Lapidus, as well as an associate city planner who worked on the report, maintained that there are no impacts that can’t be mitigated to a level of insignificance.
The report found that the Cooper’s hawk could potentially be found on or adjacent to the site, which would require mitigation to avoid impacts to the species during construction. Measures have been applied to ensure the recovery of paleontological resources (primarily fossils) that may be uncovered during grading.
LJSPDO advisory board member Nate Fisher, who expressed approval for the center, said he’d always viewed the proposed site as an “undeveloped eyesore.”
In the end, Fisher’s motion to approve the project failed 2-3, despite an addendum to the motion that the width of La Jolla Scenic Drive North not be reduced.
The project should go before the San Diego Planning Commission and City Council for ultimate approval sometime before April, Rabkin said.
Representatives from San Diego’s Human Relations Commission recently resolved to send a letter in support of the project to the mayor and city council.

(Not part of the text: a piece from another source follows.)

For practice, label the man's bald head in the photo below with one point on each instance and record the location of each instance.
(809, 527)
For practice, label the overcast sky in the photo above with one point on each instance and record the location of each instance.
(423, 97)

“The council has endorsed this project on multiple occasions,” Lapidus said. “I think our expectation is that we’ll get the majority (city council) vote for approval of the project.”
In other LJSPDO news
• Second-story home office: Board members voted 3-2 that a second-story addition to a single-story home at 7904 Roseland Drive would create only minimal impacts, and thus did not require the applicant to pursue a coastal development permit.
The office would add 500 square feet to the 4,340-square-foot home. The dormer-style pop-up additions would include a deck and interior elevator for access. Built into the home’s pitched roof, it would add only about five feet of elevation to portions of the structure, said a representative for Golba Architecture.
The La Jolla Shores Planned District Ordinance Advisory Board meets 9 a.m. the third Tuesday of every month at La Jolla Rec Center, 616 Prospect St.